Determine the distance from the point 𝑃 (4,3) to the line with equation 3𝑥 − 4𝑦 + 25 = 0.
distance from a point (p,q) to a line Ax + By + C = 0
= |Ap + Bq + C| / √(A^2 + B^2)
plug in your values
To determine the distance from a point to a line, we can use the formula for the distance between a point and a line.
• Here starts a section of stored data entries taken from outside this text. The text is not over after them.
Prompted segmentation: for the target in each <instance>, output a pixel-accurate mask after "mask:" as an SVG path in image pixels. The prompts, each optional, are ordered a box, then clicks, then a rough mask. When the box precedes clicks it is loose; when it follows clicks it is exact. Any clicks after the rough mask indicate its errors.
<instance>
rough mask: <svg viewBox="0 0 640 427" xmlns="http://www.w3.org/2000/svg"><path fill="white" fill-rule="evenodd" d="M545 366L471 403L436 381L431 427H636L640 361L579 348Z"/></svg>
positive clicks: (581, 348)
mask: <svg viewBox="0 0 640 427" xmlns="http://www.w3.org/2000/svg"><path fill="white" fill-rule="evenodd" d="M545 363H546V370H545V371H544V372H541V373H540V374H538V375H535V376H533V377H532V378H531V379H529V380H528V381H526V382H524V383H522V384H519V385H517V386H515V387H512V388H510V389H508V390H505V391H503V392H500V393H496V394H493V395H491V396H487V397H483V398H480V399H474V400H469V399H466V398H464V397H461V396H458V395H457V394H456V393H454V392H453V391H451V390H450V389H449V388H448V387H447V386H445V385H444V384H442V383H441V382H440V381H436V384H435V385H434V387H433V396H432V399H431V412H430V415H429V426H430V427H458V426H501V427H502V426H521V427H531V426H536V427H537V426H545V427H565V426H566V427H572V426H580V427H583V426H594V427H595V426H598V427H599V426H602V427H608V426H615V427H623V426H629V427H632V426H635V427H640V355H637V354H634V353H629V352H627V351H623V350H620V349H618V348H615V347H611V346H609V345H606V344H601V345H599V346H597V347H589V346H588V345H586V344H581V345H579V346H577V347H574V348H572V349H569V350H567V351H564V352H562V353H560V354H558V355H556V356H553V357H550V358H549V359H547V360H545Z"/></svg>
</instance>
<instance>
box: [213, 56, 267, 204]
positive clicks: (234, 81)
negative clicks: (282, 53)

The formula is given by:
distance = |Ax + By + C| / sqrt(A^2 + B^2)
Where A, B, and C are the coefficients of the line equation, and (x, y) are the coordinates of the point.
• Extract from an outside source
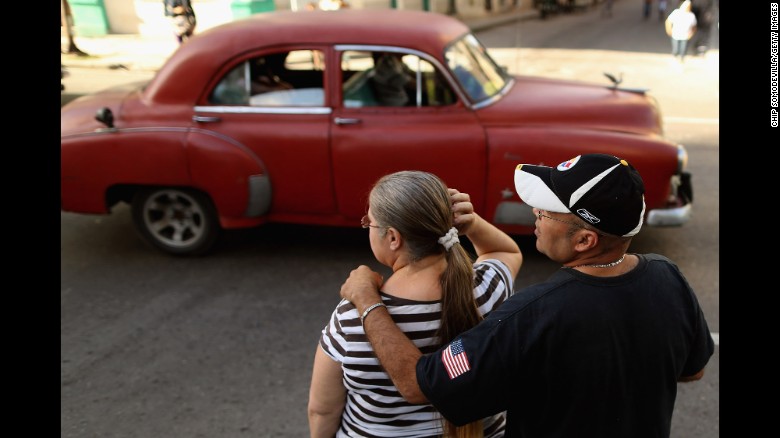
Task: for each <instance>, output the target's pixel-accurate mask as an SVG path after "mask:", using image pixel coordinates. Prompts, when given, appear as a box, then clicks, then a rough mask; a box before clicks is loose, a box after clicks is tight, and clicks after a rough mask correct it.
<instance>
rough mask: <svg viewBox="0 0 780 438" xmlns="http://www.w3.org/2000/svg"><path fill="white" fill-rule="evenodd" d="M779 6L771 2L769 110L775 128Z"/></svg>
mask: <svg viewBox="0 0 780 438" xmlns="http://www.w3.org/2000/svg"><path fill="white" fill-rule="evenodd" d="M778 13H779V11H778V6H777V3H770V4H769V17H770V20H769V29H770V31H769V39H770V44H769V69H770V70H769V80H770V86H769V102H770V105H771V106H772V109H771V110H769V114H770V117H771V119H770V120H771V121H770V122H769V123H770V124H771V125H772V127H773V128H777V126H778V114H777V110H778V106H780V105H778V96H777V80H778V78H777V52H778V41H777V36H778V35H777V32H778V26H777V21H778Z"/></svg>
In this case, we have the line equation as 3𝑥 − 4𝑦 + 25 = 0, so A = 3, B = -4, and C = 25.
We also have the point P(4,3), so x = 4, and y = 3.
Now, let's substitute these values into the formula and calculate the distance:
distance = |3*4 + (-4)*3 + 25| / sqrt(3^2 + (-4)^2)
distance = |12 - 12 + 25| / sqrt(9 + 16)
distance = |25| / sqrt(25)
distance = 25 / 5
distance = 5
Therefore, the distance from the point P(4,3) to the line 3𝑥 − 4𝑦 + 25 = 0 is 5 units.